The participants provided rich perspectives pertaining to iSIPsmarter's appearance, behavioral prescriptions, burdens, content, delivery, message, participation, and assessment. These inputs included requests for built-in flexibility to account for varying internet and SMS text message accessibility among users; ideas to resolve the issues and problems encountered when using the prototypes, including those related to navigation and comprehension of content; ideas to enhance personalized feedback to support motivation and goal setting for SSB consumption and weight; and feedback to refine the development of realistic and relatable vignettes. The participants were able to interact with multiple prototype drafts, allowing researchers to capture and incorporate feedback related to the iSIPsmarter dashboard, daily SSB and weight diaries, action planning, core content, interactions, and vignettes.

CONCLUSIONS

Using scientific models and established processes is critical for building robust and efficacious interventions.

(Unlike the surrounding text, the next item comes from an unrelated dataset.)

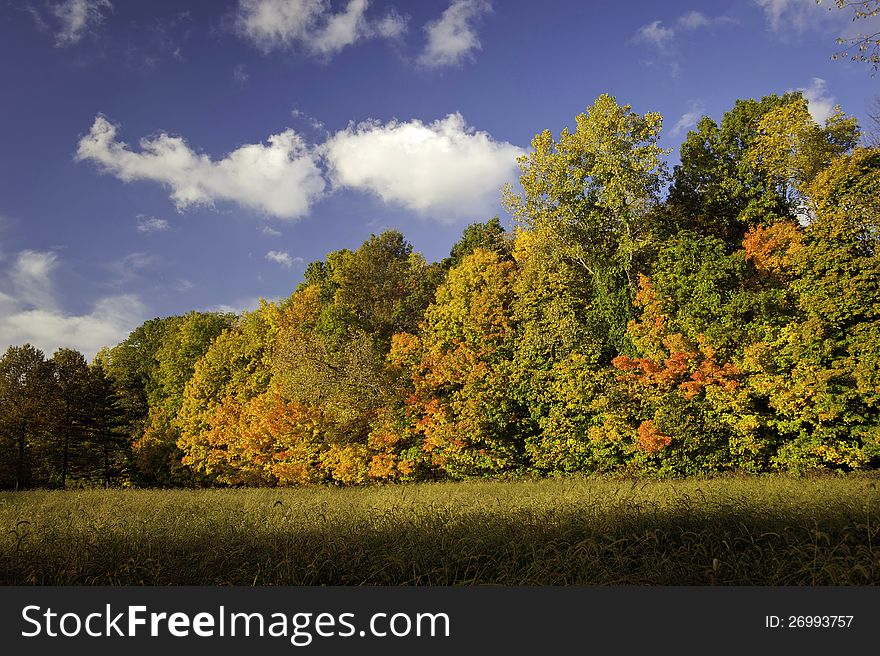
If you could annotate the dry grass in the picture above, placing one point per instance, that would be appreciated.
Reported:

By applying an existing model and HCD and instructional design processes, we were able to identify assumptions and address the key areas of the iSIPsmarter intervention that were hypothesized to support users' engagement and promote behavior change. As evidenced by the rich feedback received from the advisory team members and the resulting iSIPsmarter product, the HCD methodology was instrumental in the development process. Although the final iSIPsmarter content is specific to improving SSB consumption behaviors among adults in rural areas, the intent is that this HCD process will have wide applications in the development of digital behavioral health interventions across multiple geographic and behavioral contexts.

摘要

背景

为避免数字行为健康干预的低参与度和有限疗效,需要强大的以人为本的设计(HCD)流程。

目的

本研究的主要目的是通过以iSIPsmarter为例,描述一个灵活的、循序渐进的HCD流程,以开发数字行为健康干预措施。iSIPsmarter是一种用于减少含糖饮料(SSB)消费的数字干预措施,它包括随着时间推移逐步提供的6个基于互联网的核心内容,用于传递项目内容;一种集成的短信策略,用于促使用户报告SSB行为;以及一个用于家庭称重的电子可联网秤。次要目的是说明HCD流程所产生的iSIPsmarter的关键组成部分和特征。

方法

这些方法以互联网干预模型以及HCD和教学设计流程中的最佳实践(如快速原型开发和出声思维协议)为指导。本研究遵循的三阶段(即情境、原型测试、最终用户测试阶段)流程包括与来自目标阿巴拉契亚用户群体的7名咨询团队参与者进行一系列13次半结构化一对一访谈。访谈内容由2名研究人员进行编码,然后进行演绎编码,以对应数字行为健康干预的建议领域。

结果

参与者提供了关于iSIPsmarter的外观、行为处方、负担、内容、交付、信息、参与和评估等方面的丰富观点。这些意见包括要求具备内置灵活性,以考虑用户之间不同的互联网和短信访问情况;解决使用原型时遇到的问题的想法,包括与内容导航和理解相关的问题;增强个性化反馈以支持SSB消费和体重的动机及目标设定的想法;以及完善现实且相关的小插图开发的反馈。参与者能够与多个原型草稿进行交互,使研究人员能够收集并纳入与iSIPsmarter仪表板、每日SSB和体重日记、行动计划、核心内容、交互和小插图相关的反馈。

结论

使用科学模型和既定流程对于构建强大且有效的干预措施至关重要。通过应用现有模型以及HCD和教学设计流程,我们能够识别假设并解决iSIPsmarter干预措施中被认为有助于支持用户参与并促进行为改变的关键领域。咨询团队成员提供的丰富反馈以及由此产生的iSIPsmarter产品证明,HCD方法在开发过程中发挥了重要作用。尽管最终的iSIPsmarter内容特定于改善农村地区成年人的SSB消费行为,但其意图是这种HCD流程将在跨多个地理和行为背景的数字行为健康干预开发中得到广泛应用。